Being in the New York City area I have perhaps had more exposure to certain peoples and cultures prone to this sort of behavior. I would be interested to do a demographic study to see where the heaviest population of this disorder is present. However how many people suffering go unreported will make that type of study on this subject very difficult. Anyhow, the person or persons I suspect suffered from PG was a work colleague, we will call him Jon, and a good friend, T. Bothe of these people had a drive to gamble which at first began as an earnest interest with amounts they could swallow if lost which quickly became an obsession and wagering bigger money, often on margin, "the need to gamble with increasing amounts of money in order to achieve the desire excitement" (DSM, p. 672). Once the issue became larger and we began paying more attention to it, I noticed how, especially with my friend as I was closer to him, he would quickly try to 'cover his losses' with more gambling. He usually never gave it a day, he would bet an event, any event, which was possible to wager on just to cover. He usually lost these bets and the cycle plundered downward. As is stated in the DSM, "chasing" one's losses may develop, with an urgent need to keep gambling (often with larger bets or the taking of greater risks) to undo a loss or series of losses. The individual may abandon his or her gambling strategy and try to win back losses all at once" (DSM, p. 673)

The issue for my co-worker got very ugly and his lost his job. He actually slowly lost it as he began to be consumed by the disorder and it eventually made him consistently late to work because he was up late betting on west coast games and generally miserable due to his ever present anger because he often lost. So he meets the criterion of major life entanglement with the job loss. I am not sure what has happened to him since.

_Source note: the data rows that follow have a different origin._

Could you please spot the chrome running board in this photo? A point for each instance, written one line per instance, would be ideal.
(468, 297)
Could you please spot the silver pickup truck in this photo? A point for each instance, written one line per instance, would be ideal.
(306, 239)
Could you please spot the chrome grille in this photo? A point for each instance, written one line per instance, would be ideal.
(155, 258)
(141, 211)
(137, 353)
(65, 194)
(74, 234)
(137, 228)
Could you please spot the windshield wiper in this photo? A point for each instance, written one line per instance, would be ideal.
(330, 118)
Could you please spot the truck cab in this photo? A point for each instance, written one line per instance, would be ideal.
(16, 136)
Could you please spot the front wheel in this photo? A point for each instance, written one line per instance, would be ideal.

My friend went through a very trying period with his family as he went into debt and threatened to lose a fair portion of the family savings. He kept his job but created major havoc in their relationship. He has since recovered but I suspect he is back, but I am not sure with what severity. It is my evaluation that both of these men were pathological gamblers.

8.2

Anorexia and Bulimia Nervosa comprise the two largest and most significant areas of eating disorders associated with psychological maladaptation's. The nature of Anorexia can be generalized as a disorder which afflicts those with severely damaged perceptions of the self (Maine, 1999). Persons with the disorder often find their bodies grossly overweight and feel compelled, with behaviors similar to obsessive compulsive types, to lose weight no matter the cost. As the DSM describes it some individuals have an obsessive thought pattern related to food and compulsively do not east to maintain what they see as fit (APA, 2000). What is most disturbing and often most dangerous is that people suffering from Anorexia are usually not satisfied with weight loos yet that will compel them to lose more. It is unexplainable but the loss of weight leads them, as in Body Dysmorphic disorder, to see more unwanted body fat and compel them to lose more weight, hence the cycle spirals out of control and the health of the patient is in jeopardy. (Maine, 1999).

Bulimia can follow a similar pattern but the main defining feature differentiating the two is that while Bulimic patients do purge their food, they go on huge binge eating spurts followed by mass purging. The difference is a large one; Bulimics can maintain their weight so gross weight loss and all the physiological and psychological factors accompanying emaciation does not exist (APA, 2000).